Next, I set up a handful of boilerplate code, creating the client, wiring in that memory ID, wiring in the session ID, and so on. Then comes the most important part. I need to update the system prompt for this agent to tell it to use these memories and instruct it that when the user expresses preferences explicitly, it should simply say, "Okay, thank you, I'm going to write those down and remember them for later." This pipeline will also work for implicit user preferences and will learn from smaller interactions as well.

Finally, I wire the session manager, which is that memory client I just created, into Strands. Now we're going to jump back to my agent and show what it looks like to express a memory. My agent can now remember things from session to session. I'm going to type in here, "Hey, I like to attend sessions in the morning. I like to attend sessions about databases and AI." My agent is going to respond with, "Thank you, I'm going to write that down and remember it for next time."

Now we're going to dig a little bit below the covers, inside AgentCore's memory, and see what the agent remembered when I asked it to write down this user preference. As I mentioned, this AgentCore memory is powered behind the scenes with a data pipeline that we built for you. The first time I run this little script that calls the AgentCore memory API, you're going to see that it has not yet remembered these memories. Here, I see the memory is empty. But within just a few seconds, that processing has happened in the background. We captured this conversation with this customer, put it in short-term memory, and then ran it through a model which extracted the long-term memory and preferences.

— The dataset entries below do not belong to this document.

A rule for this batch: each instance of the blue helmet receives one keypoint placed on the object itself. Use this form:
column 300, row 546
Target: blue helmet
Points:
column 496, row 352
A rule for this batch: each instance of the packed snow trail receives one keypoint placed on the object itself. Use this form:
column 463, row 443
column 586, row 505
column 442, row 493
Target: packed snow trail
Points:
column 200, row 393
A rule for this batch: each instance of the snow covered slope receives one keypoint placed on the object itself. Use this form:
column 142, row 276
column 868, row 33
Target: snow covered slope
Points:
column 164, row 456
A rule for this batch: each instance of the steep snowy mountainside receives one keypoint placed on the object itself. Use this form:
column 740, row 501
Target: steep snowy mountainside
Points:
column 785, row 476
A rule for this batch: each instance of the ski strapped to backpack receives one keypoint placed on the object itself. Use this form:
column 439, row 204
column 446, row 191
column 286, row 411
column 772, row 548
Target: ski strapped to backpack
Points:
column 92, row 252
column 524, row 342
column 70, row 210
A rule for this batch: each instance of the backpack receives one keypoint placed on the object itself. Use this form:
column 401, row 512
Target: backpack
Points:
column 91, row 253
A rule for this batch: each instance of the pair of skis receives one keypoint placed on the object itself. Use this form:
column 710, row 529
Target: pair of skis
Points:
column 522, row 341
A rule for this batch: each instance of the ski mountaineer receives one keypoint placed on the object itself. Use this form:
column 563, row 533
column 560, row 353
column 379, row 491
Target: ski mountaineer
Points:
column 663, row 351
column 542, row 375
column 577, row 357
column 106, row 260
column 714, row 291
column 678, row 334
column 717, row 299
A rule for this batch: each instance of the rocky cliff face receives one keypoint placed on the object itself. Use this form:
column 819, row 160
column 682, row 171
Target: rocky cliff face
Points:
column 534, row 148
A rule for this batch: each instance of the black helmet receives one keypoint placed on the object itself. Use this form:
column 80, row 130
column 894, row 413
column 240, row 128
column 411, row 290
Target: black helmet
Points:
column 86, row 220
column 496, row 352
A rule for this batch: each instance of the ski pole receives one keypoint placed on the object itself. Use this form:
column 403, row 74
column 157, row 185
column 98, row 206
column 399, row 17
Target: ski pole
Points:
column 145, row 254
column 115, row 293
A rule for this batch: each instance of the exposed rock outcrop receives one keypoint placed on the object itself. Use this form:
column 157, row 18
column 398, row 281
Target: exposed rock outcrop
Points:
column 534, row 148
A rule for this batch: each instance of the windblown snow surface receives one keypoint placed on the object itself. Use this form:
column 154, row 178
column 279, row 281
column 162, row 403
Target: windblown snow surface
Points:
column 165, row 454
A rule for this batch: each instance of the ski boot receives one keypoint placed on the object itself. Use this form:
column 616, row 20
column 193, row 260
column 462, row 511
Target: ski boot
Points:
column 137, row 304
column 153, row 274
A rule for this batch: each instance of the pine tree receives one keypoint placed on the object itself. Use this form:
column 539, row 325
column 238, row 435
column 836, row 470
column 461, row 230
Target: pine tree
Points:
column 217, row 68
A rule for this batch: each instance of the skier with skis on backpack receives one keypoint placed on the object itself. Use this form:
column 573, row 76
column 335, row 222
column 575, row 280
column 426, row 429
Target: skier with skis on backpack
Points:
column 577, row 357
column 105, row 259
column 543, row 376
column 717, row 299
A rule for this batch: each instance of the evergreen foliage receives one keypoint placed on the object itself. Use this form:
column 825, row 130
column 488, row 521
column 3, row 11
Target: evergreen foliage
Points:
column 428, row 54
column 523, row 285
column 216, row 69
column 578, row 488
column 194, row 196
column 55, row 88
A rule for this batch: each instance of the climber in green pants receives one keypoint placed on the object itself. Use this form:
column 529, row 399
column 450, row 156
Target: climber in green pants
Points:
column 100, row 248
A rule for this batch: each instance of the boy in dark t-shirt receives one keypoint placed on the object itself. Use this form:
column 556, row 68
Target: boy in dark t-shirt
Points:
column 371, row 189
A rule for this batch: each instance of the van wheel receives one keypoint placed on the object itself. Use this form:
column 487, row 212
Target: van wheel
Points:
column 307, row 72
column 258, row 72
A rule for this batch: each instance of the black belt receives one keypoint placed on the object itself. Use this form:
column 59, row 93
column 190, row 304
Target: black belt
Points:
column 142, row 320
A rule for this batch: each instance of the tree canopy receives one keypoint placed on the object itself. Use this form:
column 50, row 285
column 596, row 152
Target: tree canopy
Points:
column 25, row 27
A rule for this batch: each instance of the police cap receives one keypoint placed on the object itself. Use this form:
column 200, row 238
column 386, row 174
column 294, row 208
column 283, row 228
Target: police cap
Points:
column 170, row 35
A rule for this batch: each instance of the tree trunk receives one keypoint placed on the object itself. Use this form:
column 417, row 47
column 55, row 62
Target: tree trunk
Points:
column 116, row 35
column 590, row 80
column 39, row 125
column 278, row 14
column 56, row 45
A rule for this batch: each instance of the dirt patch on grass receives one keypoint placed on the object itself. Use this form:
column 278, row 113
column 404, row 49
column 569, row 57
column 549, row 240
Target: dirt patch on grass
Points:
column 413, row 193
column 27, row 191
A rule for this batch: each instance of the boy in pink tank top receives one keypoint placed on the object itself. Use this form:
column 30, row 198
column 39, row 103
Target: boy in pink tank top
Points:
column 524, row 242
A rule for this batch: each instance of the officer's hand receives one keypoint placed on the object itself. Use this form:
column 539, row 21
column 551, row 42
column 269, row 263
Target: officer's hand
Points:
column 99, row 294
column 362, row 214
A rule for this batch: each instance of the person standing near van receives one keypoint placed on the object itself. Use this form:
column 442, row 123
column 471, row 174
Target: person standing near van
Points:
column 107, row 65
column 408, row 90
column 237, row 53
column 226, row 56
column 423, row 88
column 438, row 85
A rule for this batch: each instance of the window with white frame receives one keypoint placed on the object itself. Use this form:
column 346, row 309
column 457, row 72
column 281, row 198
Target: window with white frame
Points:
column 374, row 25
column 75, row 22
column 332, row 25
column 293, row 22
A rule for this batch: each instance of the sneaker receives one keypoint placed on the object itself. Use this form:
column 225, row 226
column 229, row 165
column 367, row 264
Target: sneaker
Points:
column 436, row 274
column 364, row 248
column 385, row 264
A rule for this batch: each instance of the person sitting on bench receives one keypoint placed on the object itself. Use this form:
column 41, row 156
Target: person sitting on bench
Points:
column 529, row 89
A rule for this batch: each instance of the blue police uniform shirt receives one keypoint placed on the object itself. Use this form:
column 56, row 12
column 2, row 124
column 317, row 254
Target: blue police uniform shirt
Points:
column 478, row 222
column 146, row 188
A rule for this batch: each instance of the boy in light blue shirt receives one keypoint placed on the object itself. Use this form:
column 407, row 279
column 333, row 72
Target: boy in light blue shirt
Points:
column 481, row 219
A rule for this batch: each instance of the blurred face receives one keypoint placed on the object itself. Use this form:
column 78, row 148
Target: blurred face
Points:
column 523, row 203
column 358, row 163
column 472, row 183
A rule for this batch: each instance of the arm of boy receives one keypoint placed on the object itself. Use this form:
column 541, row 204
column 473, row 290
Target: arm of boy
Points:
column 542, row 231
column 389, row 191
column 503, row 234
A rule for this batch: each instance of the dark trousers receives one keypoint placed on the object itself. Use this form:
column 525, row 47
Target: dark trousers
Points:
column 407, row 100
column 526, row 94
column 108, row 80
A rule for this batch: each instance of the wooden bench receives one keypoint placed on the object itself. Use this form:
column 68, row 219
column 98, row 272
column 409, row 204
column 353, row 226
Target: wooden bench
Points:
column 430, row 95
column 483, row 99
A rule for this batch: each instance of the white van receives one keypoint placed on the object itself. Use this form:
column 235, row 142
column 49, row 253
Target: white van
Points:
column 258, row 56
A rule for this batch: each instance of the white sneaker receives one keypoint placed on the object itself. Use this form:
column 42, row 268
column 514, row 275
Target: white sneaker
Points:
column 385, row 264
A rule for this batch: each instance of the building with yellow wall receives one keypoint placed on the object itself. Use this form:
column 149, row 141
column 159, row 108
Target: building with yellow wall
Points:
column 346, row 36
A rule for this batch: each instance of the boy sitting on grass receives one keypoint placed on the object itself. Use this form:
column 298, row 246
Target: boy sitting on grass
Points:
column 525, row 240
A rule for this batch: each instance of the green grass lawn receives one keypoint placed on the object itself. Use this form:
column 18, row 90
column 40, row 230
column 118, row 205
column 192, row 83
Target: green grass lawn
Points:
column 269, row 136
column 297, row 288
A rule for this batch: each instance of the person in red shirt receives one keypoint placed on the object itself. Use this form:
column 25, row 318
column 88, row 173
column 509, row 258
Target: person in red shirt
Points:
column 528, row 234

When I ran the script again just a few seconds later, you can see that memory now says the user explicitly mentioned their preference for sessions in the morning about databases and AI. The next time I run my agent, I don't need to tell it that again. That will be included in the prompt, and it will know those things about me. Over time, as I interact with this agent, it will become more and more customized to my preferences and needs with just this integration with AgentCore memory. This is the first step towards customization, towards making agents that are responsive to user needs, and with AgentCore and Strands, it can be done with just a few clicks and a few lines of code. Thank you, back to you, Erin.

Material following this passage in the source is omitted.